Kansas City, Missouri, came very, very close this year to winning a $50 million award that would have funded a set of Smart City technology upgrades. It was one of just seven communities that were selected as finalists in a national competition, but ultimately lost to Columbus, Ohio.
That hasn’t stopped Kansas City, though. It’s moving forward with a version of the project it proposed to the U.S. Department of Transportation as part of the Smart City Challenge.
According to Bob Bennett, the city’s chief innovation officer, Kansas City is waiting to hear if it will be granted federal money to fund Smart City upgrades along the Prospect Avenue corridor. A decision should be coming any day now.
The money would pay for a series of smart kiosks and other technology on Prospect’s high-speed bus route, similar to what’s in place along the downtown streetcar line.
The project also could help the city address one of its toughest problems: a lack of high-speed internet connectivity in poorer neighborhoods.
Many students on the city’s East Side are given laptop or tablet computers they can take home from school, but they still have a hard time completing homework assignments because they don’t have internet access at home.
If the Prospect Avenue project becomes a reality, homes within five to six blocks of the route could tap into a free Wi-Fi system. It’s similar to the free Wi-Fi offered along the downtown streetcar line. Only the signal would go farther on Prospect because there wouldn’t be as many massive buildings in the way of the signal, said Bennett, who previously was an operations executive and strategic planner for the U.S. Army.
He’s excited about Smart City technology’s potential to improve city operations. Just think about what it could mean for water systems, for example.

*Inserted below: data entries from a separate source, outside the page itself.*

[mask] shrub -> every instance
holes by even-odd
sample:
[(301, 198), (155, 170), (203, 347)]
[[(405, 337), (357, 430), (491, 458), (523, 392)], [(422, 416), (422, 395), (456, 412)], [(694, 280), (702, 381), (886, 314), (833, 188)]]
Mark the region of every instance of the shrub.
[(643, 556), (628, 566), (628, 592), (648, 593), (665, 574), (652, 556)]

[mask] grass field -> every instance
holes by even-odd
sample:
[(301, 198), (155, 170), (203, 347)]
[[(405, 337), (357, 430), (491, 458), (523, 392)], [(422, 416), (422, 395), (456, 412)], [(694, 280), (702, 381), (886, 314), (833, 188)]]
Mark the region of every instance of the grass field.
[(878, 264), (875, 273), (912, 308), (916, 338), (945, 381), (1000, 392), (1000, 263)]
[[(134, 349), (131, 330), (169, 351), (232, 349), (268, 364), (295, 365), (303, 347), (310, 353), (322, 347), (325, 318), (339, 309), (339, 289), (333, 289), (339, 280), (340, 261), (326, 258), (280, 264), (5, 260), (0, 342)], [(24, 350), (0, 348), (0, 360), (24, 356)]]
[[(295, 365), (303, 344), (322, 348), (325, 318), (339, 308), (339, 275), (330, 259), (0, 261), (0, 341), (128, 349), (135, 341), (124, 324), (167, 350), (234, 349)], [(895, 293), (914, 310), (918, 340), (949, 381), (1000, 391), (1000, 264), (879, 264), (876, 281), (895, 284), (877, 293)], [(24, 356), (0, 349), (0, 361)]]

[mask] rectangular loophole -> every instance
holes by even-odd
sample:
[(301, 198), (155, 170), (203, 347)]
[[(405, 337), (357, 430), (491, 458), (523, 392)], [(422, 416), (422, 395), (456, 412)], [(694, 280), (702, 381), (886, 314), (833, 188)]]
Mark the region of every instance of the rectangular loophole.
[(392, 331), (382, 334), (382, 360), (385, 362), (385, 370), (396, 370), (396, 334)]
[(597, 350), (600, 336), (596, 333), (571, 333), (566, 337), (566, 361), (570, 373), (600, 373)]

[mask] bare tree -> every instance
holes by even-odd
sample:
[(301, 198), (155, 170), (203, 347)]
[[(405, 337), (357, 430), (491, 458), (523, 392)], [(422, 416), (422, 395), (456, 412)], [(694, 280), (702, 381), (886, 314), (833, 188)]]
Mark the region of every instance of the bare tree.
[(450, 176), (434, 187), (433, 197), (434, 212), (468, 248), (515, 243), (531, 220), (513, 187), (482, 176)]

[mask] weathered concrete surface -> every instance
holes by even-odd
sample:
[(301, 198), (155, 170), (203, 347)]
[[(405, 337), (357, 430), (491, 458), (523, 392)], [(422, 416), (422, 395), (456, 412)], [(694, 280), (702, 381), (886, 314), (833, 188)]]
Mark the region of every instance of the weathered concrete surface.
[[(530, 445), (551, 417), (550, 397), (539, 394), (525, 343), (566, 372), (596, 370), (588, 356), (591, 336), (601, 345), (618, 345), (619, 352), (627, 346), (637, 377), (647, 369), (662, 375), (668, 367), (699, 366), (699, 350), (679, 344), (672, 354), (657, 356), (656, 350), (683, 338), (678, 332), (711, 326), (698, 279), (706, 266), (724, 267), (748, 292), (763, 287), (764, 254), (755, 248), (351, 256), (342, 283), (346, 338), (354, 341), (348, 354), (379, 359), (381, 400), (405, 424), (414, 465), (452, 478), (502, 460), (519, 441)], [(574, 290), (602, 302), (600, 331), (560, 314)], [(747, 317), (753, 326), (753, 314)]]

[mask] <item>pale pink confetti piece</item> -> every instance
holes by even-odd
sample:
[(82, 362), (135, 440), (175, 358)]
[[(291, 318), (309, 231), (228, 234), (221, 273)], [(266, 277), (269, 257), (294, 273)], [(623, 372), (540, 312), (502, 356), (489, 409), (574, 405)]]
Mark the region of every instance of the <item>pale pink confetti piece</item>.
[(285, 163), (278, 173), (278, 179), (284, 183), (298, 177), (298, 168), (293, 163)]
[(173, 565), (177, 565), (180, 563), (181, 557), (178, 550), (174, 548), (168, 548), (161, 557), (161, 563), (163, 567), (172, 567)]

Right now, most communities repair their pipes on a calendar basis—“It’s been six years since we did Sixth Street, so it’s their turn this year.” But new technology could make it possible for municipalities to find where leaks and breaks are most common and use their resources where they’re needed most, Bennett said. So if Sixth Street is still in good shape, repair crews could target some other section.
Innovation Partnership Program
Bennett also oversees Kansas City’s Innovation Partnership Program (IPP). Under IPP, local startups allow city departments to try out their solutions for free for a few months. The city recently selected seven companies for a testing period that will run through February.
Those companies include Big Bang, Integrated Roadways, Pomerol Partners, Reality Technology, SORA, SpiderOak and Stratex Planning.
At a minimum, the IPP startups get the opportunity to see how their product performs for a large organization and get feedback they can use to improve. It also doesn’t hurt to have a large municipal government on your client roster.